Valentino Magliaro

Intervista a Valentino Magliaro


#GALATEOLINKEDIN INCONTRA VALENTINO MAGLIARO

Civic Leader – Italy at Obama Foundation

Vogliamo rendere LinkedIn uno spazio di lavoro più efficace e, al tempo stesso, capace di coltivare un mondo digitale migliore.

La nostra visione è condivisa da alcuni professionisti che hanno scelto di dare un loro contributo attraverso una serie di interviste realizzate dalla redazione di Galateo LinkedIn.

Oggi è la volta di Valentino Magliaro.


1. Cominciamo dai massimi sistemi: qual è la vera disruption che i social network stanno introducendo nelle scuole e nel mondo accademico?

Stiamo iniziando ad ascoltare professori che utilizzano regolarmente i social network come strumenti didattici, penso a Telegram, dove la letteratura viene insegnata attraverso una chat Bot, oppure aziende che iniziano a dedicarci attenzione particolare.

2. Restringendo il campo, e a proposito del tuo lavoro: LinkedIn ti ha aperto qualche tipo di opportunità? Se sì, quale e come ci sei riuscito?

Moltissime. Ho ricevute diverse offerte di lavoro in questi anni.

Ho costruito la mia rete con dedizione ed attenzione, e poi ho lavorato sui contenuti, creando una strategia mirata al settore in cui desideravo lavorare e nel quale sono ora riconosciuto come fonte autorevole, quello della Scuola.

3. “LinkedIn non è Facebook” è tra i contributi più ricorrenti a #GalateoLinkedIn. Al di là della tautologia utilizzata per semplificare, cosa ci vedi dietro questa affermazione?

Ci vedo una non comprensione di base di cosa sia un social network.

Quale è l’utilizzo di Facebook nella percentuale delle persone nella stessa rete?

Io cambio il mio linguaggio a secondo del social network che utilizzo, non perché sia corretto o meno utilizzarle uno standard, ma perché il pubblico è differente.

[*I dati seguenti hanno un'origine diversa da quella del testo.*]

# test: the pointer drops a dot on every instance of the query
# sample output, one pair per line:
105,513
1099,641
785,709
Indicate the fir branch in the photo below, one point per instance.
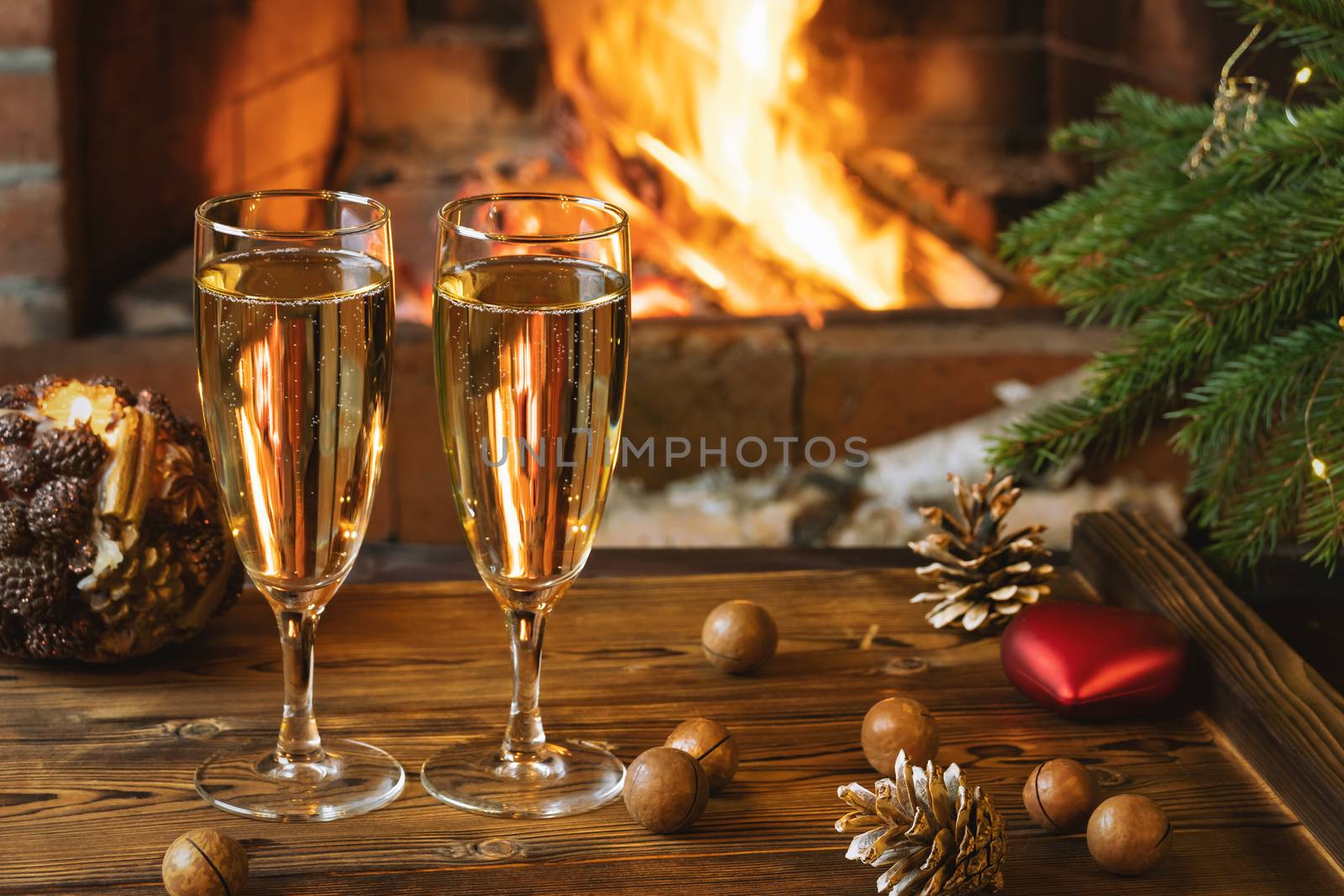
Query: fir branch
1269,385
1229,286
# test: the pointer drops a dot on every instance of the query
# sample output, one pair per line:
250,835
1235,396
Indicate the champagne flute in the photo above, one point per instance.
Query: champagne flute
531,315
295,360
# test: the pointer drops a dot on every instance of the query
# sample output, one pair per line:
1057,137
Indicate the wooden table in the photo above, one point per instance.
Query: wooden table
96,763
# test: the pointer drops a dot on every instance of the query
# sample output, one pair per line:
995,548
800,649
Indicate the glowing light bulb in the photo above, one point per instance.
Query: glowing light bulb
81,410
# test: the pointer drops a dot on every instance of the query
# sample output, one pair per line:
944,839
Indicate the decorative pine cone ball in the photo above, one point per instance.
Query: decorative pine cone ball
60,511
15,537
20,470
74,452
17,429
111,537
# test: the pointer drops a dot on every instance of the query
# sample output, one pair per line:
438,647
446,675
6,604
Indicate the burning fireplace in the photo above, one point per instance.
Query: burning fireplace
815,188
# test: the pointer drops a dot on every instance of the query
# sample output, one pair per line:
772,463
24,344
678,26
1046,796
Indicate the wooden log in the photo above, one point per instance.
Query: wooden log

Il pubblico personale su Linkedin si aspetta un contenuto tecnico, su Facebook più popolare.

La differenza non sta sulla funzione, ma sul pubblico e di conseguenza sul contenuto.

4. Ora ti mettiamo alla prova: descrivi LinkedIn con un’immagine.

Una valigetta 24h tenuta da una persona in T-shirt.

5. Per concludere, ti chiediamo un tips da condividere con il popolo di LinkedIn. Qual è la regola che inseriresti in #GalateoLinkedIn?

Crea un contenuto idoneo e coerente con la tua competenza principale, e poi crea ancora.

Non parlare di 100 cose, non si è tuttologi, fatti riconoscere per essere fonte autorevole su un argomento specifico.


Valentino Magliaro si racconta

Valentino Magliaro, un giovane che ama incontrare le persone.

Public Relations Manager del Gruppo Spaggiari Parma, nei miei primi 25 anni di età ho avuto il piacere di stringere la mano a persone che ho considerato come i miei idoli, da Robeto Baggio e Carlton Myers, oppure persone che hanno avuto una influenza diretta od indiretta a persone questo Mondo lo stanno vivendo, da Ban Ki Moon a Papa Francesco, da Tim Cook a diversi Presidenti, come Barack Obama, e tanti altri.

Amo incredibilmente lavorare e conoscere, comprendere e parlare, con l’obiettivo di farmi venire idee o di riceverne da altri, tanto che come motto della mia candidatura a Presidente degli studenti, nel mio ultimo anno da studente delle superiori, scelsi la frase di George Bernard Shaw “se tu hai una mela, e io ho una mela, e ce le scambiamo, allora tu ed io abbiamo sempre una mela ciascuno.

Ma se tu hai un’idea, ed io ho un’idea, e ce le scambiamo, allora abbiamo entrambi due idee”.

Amo fare cose diverse, ed ho lavorato in settori totalmente differenti per scoprirne la loro bellezza o meno, dall’estetica all’editoria, dalla consulenza agli eventi, dalla ristorazione al magazzino, provando addirittura l’Aeronautica Militare, come volontario Naja.

Posso dire oggi che mi pagano per comunicare, con tutti, dal bambino all’adulto, indistintamente dalla carica ricoperta, imprenditoriale o politica, ed ho trovato partendo dal mio lavoro, la mia vocazione, vivere per una Scuola migliore, perché nonostante il mio rapporto con la Scuola non sia mai stato ordinato, è il luogo in cui, crescendo, si diventa Persona.